Created 10-19-2017 06:50 PM
You need a bunch of APIs, tooling in Flink to achieve this:
- Apache Flink's DataStream API comes with a data source that is able to continiously monitor a directory for new files, and process these files in a stream as they appear in the directory: https://ci.apache.org/projects/flink/flink-docs-release-1.3/dev/datastream_api.html#data-sources This will allow you to get a stream of events from the files.
- Whether you are letting Flink read the files from FTP, or from HDFS is up to you. Both is possible (for FTP, use the `FTPFileSystem` provided by Hadoop and supported by Flink.), for HDFS, its pretty obvious how to read from there.
- Flink has a HBase Sink for writing data. It also comes with a bucketing file sink, which integrates with the exactly-once checkpointing mechanism. So if you are going for the (FTP/HDFS) -> Flink -> RollingSink(HDFS) approach, you'll get end-to-end exactly once.
Maybe as a general note: Flink is much more than just a system you can use for transporting data from A to B. It can do really advanced analytics on data streams, using its powerful Windowing, CEP, SQL APIs, and its great support for stateful computations over streams. Maybe you'll be able to express most of your problems as streaming jobs, and not using HBase for the queries?
I can not give more concrete advise, because the question doesn't mention details such as use-case, SLA requirements and pros/cons for the different approaches.
Created 10-19-2017 06:50 PM
You need a bunch of APIs, tooling in Flink to achieve this:
- Apache Flink's DataStream API comes with a data source that is able to continiously monitor a directory for new files, and process these files in a stream as they appear in the directory: https://ci.apache.org/projects/flink/flink-docs-release-1.3/dev/datastream_api.html#data-sources This will allow you to get a stream of events from the files.
- Whether you are letting Flink read the files from FTP, or from HDFS is up to you. Both is possible (for FTP, use the `FTPFileSystem` provided by Hadoop and supported by Flink.), for HDFS, its pretty obvious how to read from there.

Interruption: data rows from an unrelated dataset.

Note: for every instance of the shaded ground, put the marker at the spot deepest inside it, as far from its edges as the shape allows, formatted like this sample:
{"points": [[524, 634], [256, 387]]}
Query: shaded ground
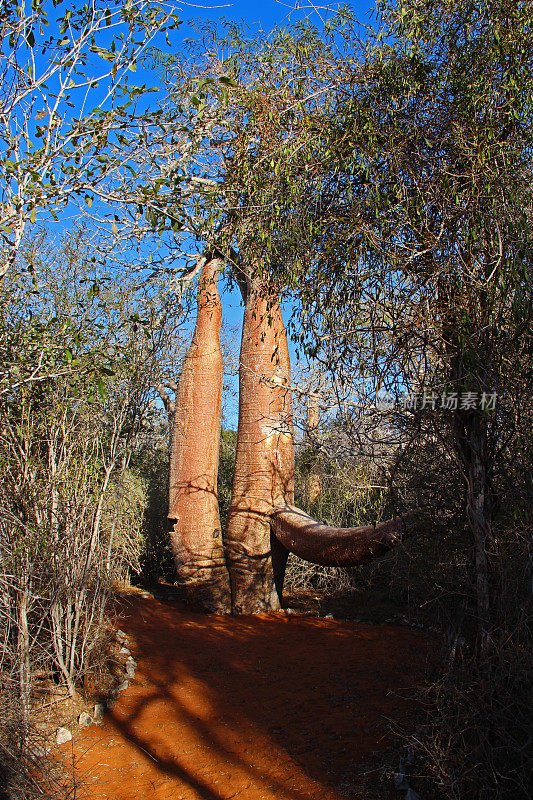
{"points": [[271, 706]]}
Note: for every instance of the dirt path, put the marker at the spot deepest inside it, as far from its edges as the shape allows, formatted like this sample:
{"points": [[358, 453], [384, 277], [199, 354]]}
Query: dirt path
{"points": [[272, 707]]}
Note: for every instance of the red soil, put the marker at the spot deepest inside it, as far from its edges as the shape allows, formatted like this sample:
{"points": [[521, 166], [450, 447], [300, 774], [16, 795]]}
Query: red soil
{"points": [[268, 707]]}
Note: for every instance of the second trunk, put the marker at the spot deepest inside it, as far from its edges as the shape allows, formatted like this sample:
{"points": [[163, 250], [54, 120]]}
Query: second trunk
{"points": [[264, 468]]}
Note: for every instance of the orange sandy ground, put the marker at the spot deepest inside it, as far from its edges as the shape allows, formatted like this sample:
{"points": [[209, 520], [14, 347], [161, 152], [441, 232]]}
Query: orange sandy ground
{"points": [[263, 707]]}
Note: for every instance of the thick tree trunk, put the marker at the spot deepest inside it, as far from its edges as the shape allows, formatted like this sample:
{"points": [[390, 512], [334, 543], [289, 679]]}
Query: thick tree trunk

- Flink has a HBase Sink for writing data. It also comes with a bucketing file sink, which integrates with the exactly-once checkpointing mechanism. So if you are going for the (FTP/HDFS) -> Flink -> RollingSink(HDFS) approach, you'll get end-to-end exactly once.
Maybe as a general note: Flink is much more than just a system you can use for transporting data from A to B. It can do really advanced analytics on data streams, using its powerful Windowing, CEP, SQL APIs, and its great support for stateful computations over streams. Maybe you'll be able to express most of your problems as streaming jobs, and not using HBase for the queries?
I can not give more concrete advise, because the question doesn't mention details such as use-case, SLA requirements and pros/cons for the different approaches.
Created 10-20-2017 03:08 PM
Thanks got the idea but my implementation didn't work. I will ask new question for that.